Telematics systems, popularized by GM’s OnStar, use a combination of cellular telephone and GPS technology to connect drivers with a call center staffed 24 hours a day, seven days a week, at the touch of a button. For a monthly or annual fee, such concierge services can provide directions and other travel aids. They also have an SOS feature that automatically calls to check on the car after an accident. If need be, these systems can summon emergency services, using the built-in GPS receiver to give first responders the car’s location.

New vs. Used

When in the market for a convertible, the first consideration is whether to buy new or used. Buying a brand-new convertible certainly has its benefits. New cars have the very latest safety gear and engineering improvements, not to mention a bumper-to-bumper factory warranty. With a new car, you know what you're getting; you don't have to worry about potential service problems or concealed collision damage. Further, you can have your choice of color, trim line, and option level. Financing rates are typically lower than for a used vehicle.

The key drawback to buying a new car is rapid depreciation. A new car can shed half its value in its first two or three years on the road. If you finance the new car with a low down payment, you can easily find yourself "upside down" on the loan, where you owe more than the car is worth.

Used cars can be a welcome alternative. The used-car market is about three times the size of the new-car market, so there are plenty of cars from which to choose. One of the best strategies is to find a car you like that's only two to three years old. Such a car has already taken its biggest depreciation hit and should have the majority of its useful life ahead of it. Modern cars, if soundly maintained, can stay on the road for 200,000 miles or longer. Of course, a convertible top may not last that many miles, depending on how well it is cared for, the amount of sun exposure/damage, and how much it stretches out over time. Rust isn't nearly as big a problem as it was years ago, and solid-state electronics have eliminated the need for frequent tune-ups.

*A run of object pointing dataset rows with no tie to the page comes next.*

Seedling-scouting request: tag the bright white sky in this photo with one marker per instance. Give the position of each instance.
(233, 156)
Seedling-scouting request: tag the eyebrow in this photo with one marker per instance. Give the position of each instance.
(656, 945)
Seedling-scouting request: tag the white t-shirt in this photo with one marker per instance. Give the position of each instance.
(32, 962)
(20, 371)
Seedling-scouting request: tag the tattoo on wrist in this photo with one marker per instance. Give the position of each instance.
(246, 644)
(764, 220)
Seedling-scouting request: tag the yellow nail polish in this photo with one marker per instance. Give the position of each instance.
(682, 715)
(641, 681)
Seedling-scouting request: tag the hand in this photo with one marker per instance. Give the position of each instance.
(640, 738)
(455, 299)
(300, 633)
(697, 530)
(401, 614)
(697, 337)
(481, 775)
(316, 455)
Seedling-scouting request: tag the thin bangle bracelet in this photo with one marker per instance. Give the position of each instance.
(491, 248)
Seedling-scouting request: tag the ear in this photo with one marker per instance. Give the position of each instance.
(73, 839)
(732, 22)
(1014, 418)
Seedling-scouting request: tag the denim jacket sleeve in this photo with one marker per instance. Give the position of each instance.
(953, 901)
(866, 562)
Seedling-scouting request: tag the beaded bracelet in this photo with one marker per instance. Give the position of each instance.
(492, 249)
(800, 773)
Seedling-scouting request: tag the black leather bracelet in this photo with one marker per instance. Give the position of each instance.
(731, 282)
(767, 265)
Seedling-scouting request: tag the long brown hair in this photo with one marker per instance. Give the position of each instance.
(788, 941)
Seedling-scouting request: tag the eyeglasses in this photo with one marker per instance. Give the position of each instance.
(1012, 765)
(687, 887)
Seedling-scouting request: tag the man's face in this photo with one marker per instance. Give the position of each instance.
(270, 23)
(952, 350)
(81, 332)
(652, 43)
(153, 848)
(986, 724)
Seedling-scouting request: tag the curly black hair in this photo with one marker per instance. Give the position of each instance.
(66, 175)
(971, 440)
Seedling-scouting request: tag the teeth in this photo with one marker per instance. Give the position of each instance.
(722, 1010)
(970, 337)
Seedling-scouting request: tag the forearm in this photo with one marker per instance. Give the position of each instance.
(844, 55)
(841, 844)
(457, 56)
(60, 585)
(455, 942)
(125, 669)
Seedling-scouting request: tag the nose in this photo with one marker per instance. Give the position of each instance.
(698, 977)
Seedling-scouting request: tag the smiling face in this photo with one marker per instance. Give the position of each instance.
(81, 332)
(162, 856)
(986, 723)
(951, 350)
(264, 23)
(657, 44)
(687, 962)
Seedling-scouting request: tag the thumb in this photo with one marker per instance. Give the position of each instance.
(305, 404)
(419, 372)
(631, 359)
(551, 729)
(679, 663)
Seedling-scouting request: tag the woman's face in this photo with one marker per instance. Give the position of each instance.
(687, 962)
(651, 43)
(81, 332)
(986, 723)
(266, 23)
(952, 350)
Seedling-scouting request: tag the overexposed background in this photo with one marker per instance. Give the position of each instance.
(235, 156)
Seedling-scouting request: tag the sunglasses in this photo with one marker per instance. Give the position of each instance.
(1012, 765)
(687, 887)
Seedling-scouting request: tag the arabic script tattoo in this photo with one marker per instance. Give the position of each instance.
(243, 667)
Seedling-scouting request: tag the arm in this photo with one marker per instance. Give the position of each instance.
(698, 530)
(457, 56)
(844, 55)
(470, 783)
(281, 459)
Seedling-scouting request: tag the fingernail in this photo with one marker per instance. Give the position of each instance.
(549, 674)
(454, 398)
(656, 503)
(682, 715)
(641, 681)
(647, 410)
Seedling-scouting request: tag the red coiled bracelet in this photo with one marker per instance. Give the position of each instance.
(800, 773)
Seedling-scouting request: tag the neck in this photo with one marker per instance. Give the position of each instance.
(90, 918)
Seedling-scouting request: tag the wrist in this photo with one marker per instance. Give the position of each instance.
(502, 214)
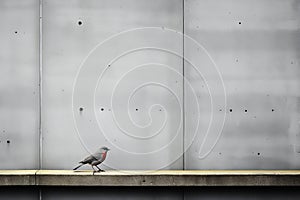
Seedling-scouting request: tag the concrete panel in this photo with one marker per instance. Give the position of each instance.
(138, 100)
(19, 76)
(255, 46)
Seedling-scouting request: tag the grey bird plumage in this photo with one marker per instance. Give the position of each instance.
(95, 159)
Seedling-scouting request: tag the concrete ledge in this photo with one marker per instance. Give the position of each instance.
(151, 178)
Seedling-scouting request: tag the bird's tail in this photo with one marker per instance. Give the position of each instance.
(78, 166)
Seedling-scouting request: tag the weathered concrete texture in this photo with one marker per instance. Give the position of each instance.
(17, 177)
(151, 178)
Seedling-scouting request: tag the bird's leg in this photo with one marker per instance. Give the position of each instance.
(93, 169)
(100, 170)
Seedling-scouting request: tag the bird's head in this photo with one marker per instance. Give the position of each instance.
(105, 148)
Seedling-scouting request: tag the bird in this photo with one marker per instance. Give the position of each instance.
(95, 159)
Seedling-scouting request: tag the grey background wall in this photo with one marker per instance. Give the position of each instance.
(248, 120)
(237, 108)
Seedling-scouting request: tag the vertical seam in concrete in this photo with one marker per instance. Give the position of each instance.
(183, 92)
(40, 81)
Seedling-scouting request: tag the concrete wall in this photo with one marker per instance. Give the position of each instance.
(157, 98)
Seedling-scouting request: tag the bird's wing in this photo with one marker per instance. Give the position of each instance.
(88, 159)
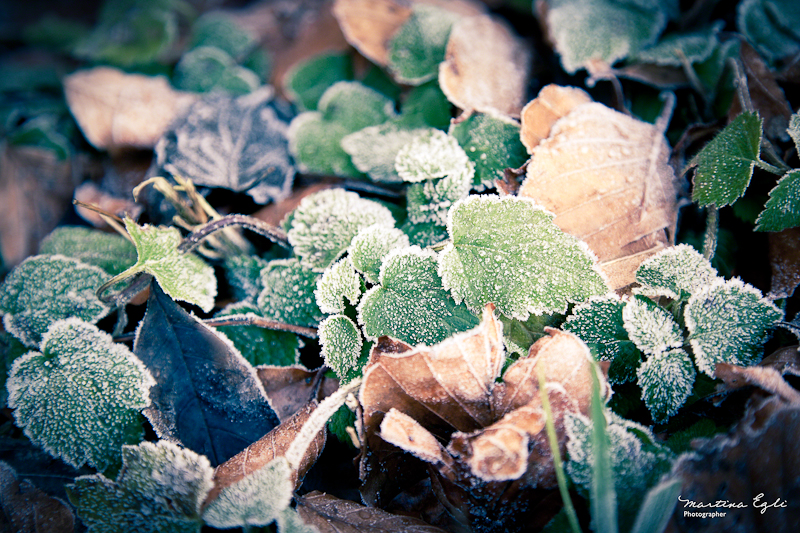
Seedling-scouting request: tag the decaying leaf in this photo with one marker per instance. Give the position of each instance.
(115, 109)
(605, 176)
(485, 67)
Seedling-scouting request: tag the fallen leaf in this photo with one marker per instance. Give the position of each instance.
(485, 67)
(115, 109)
(605, 176)
(26, 509)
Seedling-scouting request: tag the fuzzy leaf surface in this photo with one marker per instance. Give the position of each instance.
(501, 253)
(80, 397)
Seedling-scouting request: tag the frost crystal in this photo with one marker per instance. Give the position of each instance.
(371, 245)
(410, 303)
(729, 322)
(341, 345)
(677, 273)
(80, 397)
(324, 223)
(666, 379)
(503, 251)
(46, 288)
(338, 282)
(160, 488)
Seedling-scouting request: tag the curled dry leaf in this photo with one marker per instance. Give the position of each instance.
(115, 109)
(485, 67)
(606, 177)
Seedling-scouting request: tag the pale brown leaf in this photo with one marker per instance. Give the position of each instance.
(486, 67)
(115, 109)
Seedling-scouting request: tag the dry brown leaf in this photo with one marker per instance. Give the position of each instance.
(24, 508)
(485, 67)
(272, 445)
(330, 514)
(116, 110)
(606, 177)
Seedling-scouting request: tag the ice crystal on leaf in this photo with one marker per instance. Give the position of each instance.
(46, 288)
(183, 276)
(728, 322)
(324, 223)
(371, 245)
(666, 379)
(677, 272)
(410, 303)
(503, 251)
(160, 488)
(80, 397)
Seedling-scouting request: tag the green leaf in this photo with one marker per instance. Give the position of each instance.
(80, 397)
(725, 165)
(46, 288)
(729, 322)
(599, 323)
(339, 281)
(677, 272)
(410, 303)
(607, 30)
(183, 276)
(255, 500)
(417, 48)
(341, 346)
(160, 488)
(782, 210)
(492, 143)
(371, 245)
(501, 252)
(666, 379)
(260, 346)
(113, 253)
(324, 223)
(651, 328)
(288, 294)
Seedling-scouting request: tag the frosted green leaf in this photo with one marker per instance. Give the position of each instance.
(682, 49)
(341, 346)
(373, 150)
(666, 379)
(492, 143)
(417, 48)
(599, 323)
(161, 487)
(677, 272)
(371, 245)
(729, 322)
(782, 210)
(324, 223)
(183, 276)
(260, 346)
(433, 154)
(410, 304)
(255, 500)
(651, 327)
(503, 251)
(46, 288)
(605, 30)
(288, 294)
(80, 397)
(725, 165)
(339, 281)
(111, 252)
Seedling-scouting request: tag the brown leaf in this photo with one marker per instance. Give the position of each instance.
(605, 176)
(485, 67)
(272, 445)
(330, 514)
(115, 109)
(26, 509)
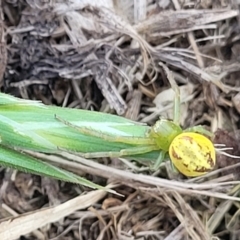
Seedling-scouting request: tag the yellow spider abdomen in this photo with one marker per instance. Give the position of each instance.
(192, 154)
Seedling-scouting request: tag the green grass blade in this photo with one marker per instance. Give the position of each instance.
(23, 162)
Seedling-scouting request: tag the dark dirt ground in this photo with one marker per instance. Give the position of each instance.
(105, 56)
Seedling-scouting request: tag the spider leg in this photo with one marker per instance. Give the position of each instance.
(199, 129)
(107, 137)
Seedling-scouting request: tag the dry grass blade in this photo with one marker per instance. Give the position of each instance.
(22, 225)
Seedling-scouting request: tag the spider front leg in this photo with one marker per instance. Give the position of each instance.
(199, 129)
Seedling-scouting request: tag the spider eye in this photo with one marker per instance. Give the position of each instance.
(192, 154)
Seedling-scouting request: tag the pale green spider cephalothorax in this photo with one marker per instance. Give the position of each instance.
(191, 151)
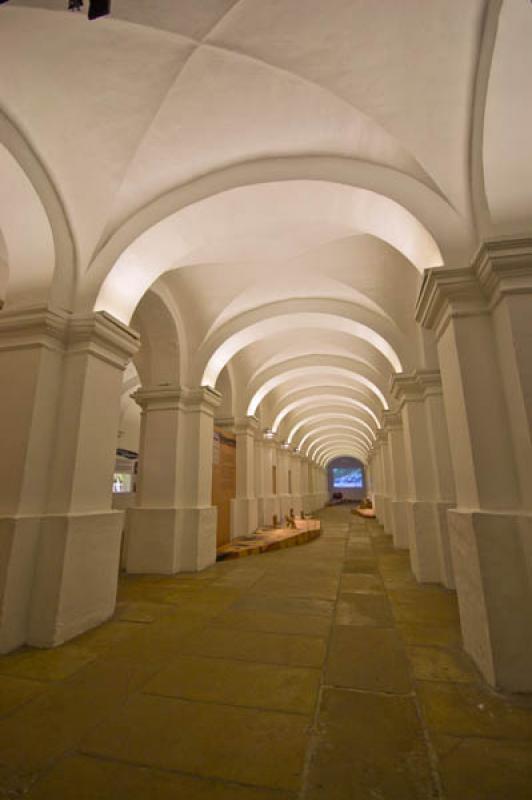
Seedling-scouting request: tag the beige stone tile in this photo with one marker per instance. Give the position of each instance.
(490, 769)
(467, 710)
(54, 722)
(86, 778)
(267, 648)
(367, 658)
(369, 746)
(437, 664)
(274, 622)
(439, 634)
(14, 692)
(46, 665)
(261, 748)
(239, 683)
(321, 588)
(286, 605)
(363, 609)
(359, 582)
(360, 564)
(424, 605)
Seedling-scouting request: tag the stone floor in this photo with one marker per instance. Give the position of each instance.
(319, 672)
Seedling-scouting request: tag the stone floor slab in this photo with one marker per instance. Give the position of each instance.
(272, 622)
(437, 664)
(14, 692)
(360, 582)
(260, 748)
(266, 648)
(239, 683)
(369, 746)
(363, 609)
(466, 710)
(485, 768)
(86, 778)
(367, 658)
(289, 605)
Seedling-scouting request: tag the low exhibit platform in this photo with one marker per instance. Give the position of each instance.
(368, 513)
(270, 539)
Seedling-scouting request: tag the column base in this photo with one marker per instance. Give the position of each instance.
(286, 502)
(244, 513)
(399, 524)
(444, 543)
(387, 521)
(492, 557)
(379, 508)
(76, 576)
(271, 506)
(19, 542)
(165, 541)
(423, 540)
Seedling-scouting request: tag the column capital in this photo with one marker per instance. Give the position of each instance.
(499, 268)
(202, 398)
(391, 420)
(33, 326)
(247, 425)
(269, 438)
(225, 423)
(415, 386)
(161, 398)
(102, 336)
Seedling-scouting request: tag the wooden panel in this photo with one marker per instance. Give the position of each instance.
(223, 481)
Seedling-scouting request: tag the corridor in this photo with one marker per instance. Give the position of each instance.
(321, 671)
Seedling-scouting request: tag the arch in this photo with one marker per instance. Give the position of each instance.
(331, 438)
(322, 429)
(295, 372)
(312, 399)
(158, 361)
(331, 416)
(452, 237)
(42, 266)
(284, 316)
(326, 445)
(328, 455)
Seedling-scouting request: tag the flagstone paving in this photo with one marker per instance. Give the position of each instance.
(323, 672)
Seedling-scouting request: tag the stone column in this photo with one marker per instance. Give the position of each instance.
(379, 480)
(154, 532)
(259, 479)
(427, 503)
(271, 499)
(283, 462)
(297, 495)
(398, 481)
(388, 490)
(245, 504)
(482, 319)
(305, 491)
(59, 413)
(173, 526)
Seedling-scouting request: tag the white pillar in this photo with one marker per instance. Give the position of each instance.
(271, 498)
(380, 487)
(482, 319)
(244, 506)
(297, 496)
(173, 526)
(283, 465)
(259, 478)
(387, 521)
(398, 481)
(59, 410)
(426, 506)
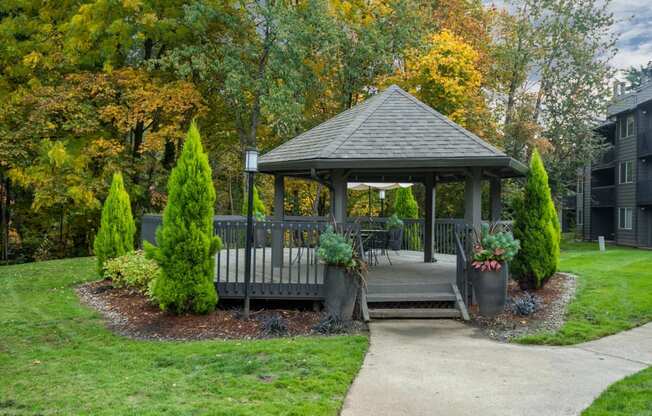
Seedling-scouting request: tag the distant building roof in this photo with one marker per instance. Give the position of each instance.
(391, 129)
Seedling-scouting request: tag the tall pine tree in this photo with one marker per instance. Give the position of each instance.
(116, 234)
(186, 244)
(537, 227)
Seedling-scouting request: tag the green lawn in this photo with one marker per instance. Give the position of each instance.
(56, 357)
(630, 396)
(614, 293)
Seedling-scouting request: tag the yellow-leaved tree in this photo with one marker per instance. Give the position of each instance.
(445, 74)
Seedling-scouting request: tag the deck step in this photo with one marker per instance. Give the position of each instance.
(411, 297)
(415, 313)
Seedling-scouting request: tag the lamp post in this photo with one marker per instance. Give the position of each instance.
(251, 167)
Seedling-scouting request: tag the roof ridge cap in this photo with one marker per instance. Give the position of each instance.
(451, 123)
(357, 122)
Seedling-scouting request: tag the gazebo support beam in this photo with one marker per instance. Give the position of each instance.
(279, 214)
(429, 223)
(495, 190)
(473, 198)
(339, 196)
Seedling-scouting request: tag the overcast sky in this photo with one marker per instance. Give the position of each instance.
(634, 23)
(635, 26)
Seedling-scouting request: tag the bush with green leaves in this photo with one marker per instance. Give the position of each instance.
(335, 249)
(394, 222)
(186, 243)
(537, 227)
(117, 228)
(493, 248)
(133, 270)
(405, 206)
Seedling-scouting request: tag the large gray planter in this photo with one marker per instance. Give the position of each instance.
(395, 239)
(490, 290)
(340, 292)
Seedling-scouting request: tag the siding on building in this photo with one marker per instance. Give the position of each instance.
(626, 193)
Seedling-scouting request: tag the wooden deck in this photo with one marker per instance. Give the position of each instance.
(408, 278)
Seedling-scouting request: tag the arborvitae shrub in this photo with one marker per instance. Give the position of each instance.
(186, 244)
(116, 234)
(405, 206)
(537, 227)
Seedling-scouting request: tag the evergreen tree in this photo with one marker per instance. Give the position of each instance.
(537, 227)
(405, 206)
(259, 206)
(186, 244)
(116, 234)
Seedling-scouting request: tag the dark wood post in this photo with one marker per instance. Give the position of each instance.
(279, 214)
(339, 198)
(473, 198)
(495, 190)
(429, 223)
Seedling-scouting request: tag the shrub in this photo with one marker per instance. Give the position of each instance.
(186, 244)
(536, 226)
(331, 325)
(116, 234)
(334, 249)
(405, 206)
(394, 222)
(133, 270)
(493, 248)
(274, 325)
(524, 305)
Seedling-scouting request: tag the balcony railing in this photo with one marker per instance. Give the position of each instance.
(603, 197)
(645, 143)
(644, 192)
(606, 159)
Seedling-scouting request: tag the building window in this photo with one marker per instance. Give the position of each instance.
(627, 126)
(626, 172)
(625, 217)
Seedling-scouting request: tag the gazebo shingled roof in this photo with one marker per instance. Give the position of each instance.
(391, 133)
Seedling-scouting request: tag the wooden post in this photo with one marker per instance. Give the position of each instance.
(495, 189)
(339, 197)
(429, 223)
(473, 198)
(279, 214)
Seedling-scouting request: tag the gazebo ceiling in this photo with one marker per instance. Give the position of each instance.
(391, 136)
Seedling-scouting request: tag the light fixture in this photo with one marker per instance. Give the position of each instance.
(251, 160)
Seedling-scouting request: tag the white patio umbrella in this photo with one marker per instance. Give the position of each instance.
(381, 186)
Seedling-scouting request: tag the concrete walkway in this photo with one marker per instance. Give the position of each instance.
(443, 367)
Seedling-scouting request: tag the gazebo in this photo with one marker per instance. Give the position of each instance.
(393, 137)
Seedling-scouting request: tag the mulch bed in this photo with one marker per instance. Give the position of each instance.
(130, 314)
(549, 316)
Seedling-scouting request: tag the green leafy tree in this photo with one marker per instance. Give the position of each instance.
(259, 207)
(116, 235)
(537, 227)
(405, 206)
(186, 244)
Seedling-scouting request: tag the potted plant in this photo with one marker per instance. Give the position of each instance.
(492, 252)
(395, 227)
(343, 274)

The key to selecting a good used convertible is to focus on reliability, even when a prospective automobile is still covered by its original factory warranty. Look for a car that has done well in our reliability judgments. The convertible reliability stars in our records include models from Audi, Lexus, and Mazda.

Consumer Reports' reliability scores are no guarantee, of course, but they do carry the weight of probability. If you shop for convertibles with top-notch reliability scores, the odds are on your side. At the same time, every used car is unique. A careful pre-purchase inspection remains a vital part of the process. If you do research and take care in the car selection, a used convertible can save you significant money in the long run.

Whether buying new or used, it is important to do your research to choose a good model, and follow that up with effective negotiation.